Key independent claim limitations map directly to specific figures and paragraphs. The temporal metadata augmentation limitation in Claim 1 and Claim 4 is specifically supported by FIG. 1D (showing timeframe 132, business condition 134, company holdings 136, earnings 138) and the detailed description columns 5-6. The similarity analysis in a "common vector space" recited in Claim 1 is supported by the description at column 6 discussing k-nearest neighbor and cosine similarity analyses. The citation module's SQL query generation and execution for numeric verification maps precisely to FIG. 1F (citation module 174) and columns 7-8.
All independent claims use "comprising" as the transition, which is the strategically optimal choice for software/AI claims as it permits the claimed system or method to include additional, unclaimed elements without defeating infringement. The dependent claims use consistent "wherein" and "further comprising" language, which is structurally correct. No "consisting of" or "consisting essentially of" language appears, avoiding unnecessary claim narrowing that would be inappropriate for a software service patent in this art unit.
Claim 1 recites "a querying and output validation service executed by the one or more computer processors, wherein the querying and output validation service is configured to perform operations comprising..." — this "configured to" functional label language could trigger §112(f) scrutiny if an examiner or court reads it as a means-plus-function limitation, requiring the specification to identify corresponding structure. While the specification describes modules (ingestion module 240, database connector module 250, modeling module 270, citation module 274) that could serve as corresponding structure, the mapping between "querying and output validation service" and these modules is implicit rather than express, creating potential indefiniteness risk in post-grant review.

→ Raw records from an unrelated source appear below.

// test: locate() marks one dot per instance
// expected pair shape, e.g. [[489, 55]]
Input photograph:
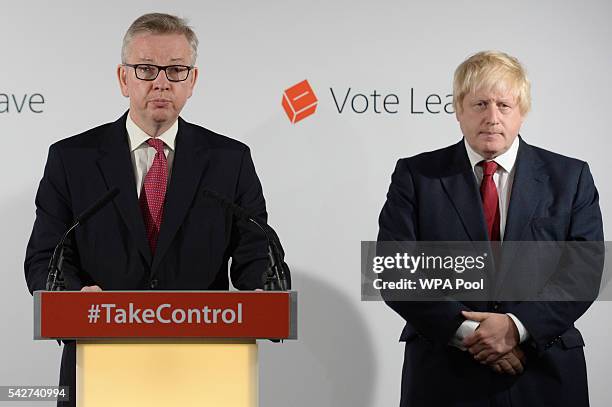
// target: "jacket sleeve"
[[398, 221], [54, 215], [548, 320]]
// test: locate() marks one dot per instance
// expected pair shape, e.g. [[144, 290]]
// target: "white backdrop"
[[324, 178]]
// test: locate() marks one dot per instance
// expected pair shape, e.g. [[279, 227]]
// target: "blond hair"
[[158, 23], [494, 71]]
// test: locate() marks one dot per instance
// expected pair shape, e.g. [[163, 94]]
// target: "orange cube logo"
[[299, 101]]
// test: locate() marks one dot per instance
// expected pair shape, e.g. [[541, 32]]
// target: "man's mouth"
[[160, 102]]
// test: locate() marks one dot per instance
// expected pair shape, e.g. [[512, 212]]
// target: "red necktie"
[[490, 199], [153, 193]]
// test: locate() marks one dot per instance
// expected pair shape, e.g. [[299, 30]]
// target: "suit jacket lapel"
[[190, 160], [525, 195], [524, 199], [116, 166], [460, 185]]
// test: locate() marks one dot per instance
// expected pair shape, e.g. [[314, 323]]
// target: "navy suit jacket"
[[197, 235], [434, 197]]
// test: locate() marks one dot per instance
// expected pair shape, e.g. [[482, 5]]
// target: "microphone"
[[275, 277], [55, 279]]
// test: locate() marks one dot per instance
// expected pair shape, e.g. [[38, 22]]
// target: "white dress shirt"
[[143, 154], [503, 178]]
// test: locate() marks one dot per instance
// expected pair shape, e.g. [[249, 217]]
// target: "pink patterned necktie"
[[153, 193], [490, 199]]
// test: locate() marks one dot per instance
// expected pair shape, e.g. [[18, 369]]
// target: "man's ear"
[[122, 77]]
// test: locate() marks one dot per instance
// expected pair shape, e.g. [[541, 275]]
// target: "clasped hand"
[[495, 342]]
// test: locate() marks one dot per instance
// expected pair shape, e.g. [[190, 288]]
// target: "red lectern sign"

All three independent claims face meaningful Alice/Mayo exposure at Alice Step 2A, Prong 1, as the claimed process of receiving a query, generating embeddings, comparing embeddings, and generating an LLM response could be characterized as an abstract idea of information retrieval and organization. The hardware tie-in in Claim 1 ("one or more computer processors," "at least one data store") is generic and would not alone survive Step 2A, Prong 2. The strongest §101 defense lies in Claim 4's specific recitation of "augmenting the plurality of text chunks with temporal metadata" combined with "verifying accuracy of at least the particular quantitative data point" — this functional pairing represents a concrete improvement to LLM reliability, but the absence of any unconventional hardware component weakens the overall §101 posture.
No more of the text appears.